Dual Polynomials of the Multi-Indexed ($q$-)Racah Orthogonal Polynomials

TL;DR

This paper studies dual polynomials of multi-indexed ($q$-)Racah orthogonal polynomials, revealing their properties as ordinary orthogonal polynomials and their application in exactly solvable discrete quantum mechanics.

Contribution

It introduces dual multi-indexed ($q$-)Racah polynomials, showing they satisfy three-term recurrence relations and higher-order difference equations, and constructs new quantum systems based on them.

Findings

Dual polynomials satisfy three-term recurrence relations.

Dual polynomials are ordinary orthogonal and Krall-type.

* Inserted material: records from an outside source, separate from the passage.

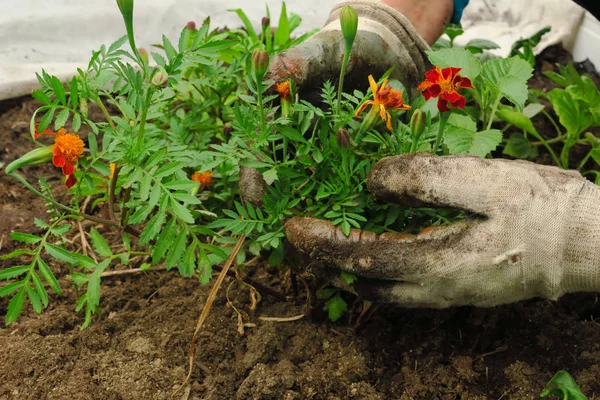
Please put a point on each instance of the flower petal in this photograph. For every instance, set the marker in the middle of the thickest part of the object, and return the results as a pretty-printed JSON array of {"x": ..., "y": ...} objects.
[
  {"x": 68, "y": 168},
  {"x": 373, "y": 86},
  {"x": 71, "y": 180},
  {"x": 59, "y": 158}
]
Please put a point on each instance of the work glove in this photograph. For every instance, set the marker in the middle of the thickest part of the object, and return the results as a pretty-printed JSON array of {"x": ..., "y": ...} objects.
[
  {"x": 537, "y": 234},
  {"x": 385, "y": 39}
]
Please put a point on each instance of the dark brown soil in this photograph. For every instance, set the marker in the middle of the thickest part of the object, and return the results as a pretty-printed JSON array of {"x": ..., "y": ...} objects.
[{"x": 138, "y": 347}]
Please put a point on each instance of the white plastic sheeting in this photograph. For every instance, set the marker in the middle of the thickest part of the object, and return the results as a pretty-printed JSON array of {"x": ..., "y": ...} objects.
[{"x": 59, "y": 35}]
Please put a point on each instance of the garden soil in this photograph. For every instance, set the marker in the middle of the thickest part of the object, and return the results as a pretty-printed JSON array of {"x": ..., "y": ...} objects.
[{"x": 138, "y": 347}]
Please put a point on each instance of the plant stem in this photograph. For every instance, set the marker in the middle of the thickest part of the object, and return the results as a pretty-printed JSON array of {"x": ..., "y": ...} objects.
[
  {"x": 342, "y": 75},
  {"x": 438, "y": 140},
  {"x": 493, "y": 112},
  {"x": 143, "y": 116},
  {"x": 261, "y": 109},
  {"x": 105, "y": 112}
]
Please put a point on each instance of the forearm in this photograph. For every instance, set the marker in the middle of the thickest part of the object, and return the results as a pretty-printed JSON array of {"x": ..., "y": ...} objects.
[{"x": 429, "y": 17}]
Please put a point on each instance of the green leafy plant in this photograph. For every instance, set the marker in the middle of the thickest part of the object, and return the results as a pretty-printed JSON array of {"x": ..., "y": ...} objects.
[{"x": 563, "y": 386}]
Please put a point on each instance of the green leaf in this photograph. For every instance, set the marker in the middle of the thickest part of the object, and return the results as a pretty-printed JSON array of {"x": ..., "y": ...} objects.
[
  {"x": 11, "y": 287},
  {"x": 61, "y": 119},
  {"x": 100, "y": 245},
  {"x": 15, "y": 306},
  {"x": 13, "y": 272},
  {"x": 463, "y": 141},
  {"x": 39, "y": 287},
  {"x": 25, "y": 237},
  {"x": 563, "y": 386},
  {"x": 456, "y": 58},
  {"x": 49, "y": 276},
  {"x": 60, "y": 254},
  {"x": 335, "y": 307},
  {"x": 517, "y": 119},
  {"x": 181, "y": 211},
  {"x": 508, "y": 76},
  {"x": 16, "y": 253},
  {"x": 569, "y": 113},
  {"x": 518, "y": 146},
  {"x": 34, "y": 299}
]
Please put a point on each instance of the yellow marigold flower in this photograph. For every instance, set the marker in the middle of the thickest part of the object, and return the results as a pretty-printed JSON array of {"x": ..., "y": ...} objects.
[
  {"x": 203, "y": 178},
  {"x": 384, "y": 98},
  {"x": 67, "y": 150}
]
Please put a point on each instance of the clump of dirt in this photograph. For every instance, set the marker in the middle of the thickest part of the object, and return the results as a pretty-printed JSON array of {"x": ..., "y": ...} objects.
[{"x": 138, "y": 347}]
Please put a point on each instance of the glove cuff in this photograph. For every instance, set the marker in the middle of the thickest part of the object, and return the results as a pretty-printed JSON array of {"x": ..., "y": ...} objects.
[{"x": 581, "y": 257}]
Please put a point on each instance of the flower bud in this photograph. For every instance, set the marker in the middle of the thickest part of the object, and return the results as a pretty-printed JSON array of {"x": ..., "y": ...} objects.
[
  {"x": 349, "y": 23},
  {"x": 343, "y": 138},
  {"x": 160, "y": 78},
  {"x": 265, "y": 22},
  {"x": 418, "y": 123},
  {"x": 227, "y": 129},
  {"x": 126, "y": 7},
  {"x": 260, "y": 63},
  {"x": 143, "y": 54}
]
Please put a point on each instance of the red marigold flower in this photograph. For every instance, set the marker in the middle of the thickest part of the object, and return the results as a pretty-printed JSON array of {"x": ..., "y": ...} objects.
[
  {"x": 67, "y": 150},
  {"x": 444, "y": 84},
  {"x": 384, "y": 98},
  {"x": 283, "y": 89},
  {"x": 203, "y": 178}
]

New exactly solvable quantum models are constructed.

Abstract

We consider dual polynomials of the multi-indexed ($q$-)Racah orthogonal polynomials. The $M$-indexed ($q$-)Racah polynomials satisfy the second order difference equations and various $1+2L$ ($L\geq M+1$) term recurrence relations with constant coefficients. Therefore their dual polynomials satisfy the three term recurrence relations and various $2L$-th order difference equations. This means that the dual multi-indexed ($q$-)Racah polynomials are ordinary orthogonal polynomials and the Krall-type. We obtain new exactly solvable discrete quantum mechanics with real shifts, whose eigenvectors are described by the dual multi-indexed ($q$-)Racah polynomials. These quantum systems satisfy the closure relations, from which the creation/annihilation operators are obtained, but they are not shape invariant.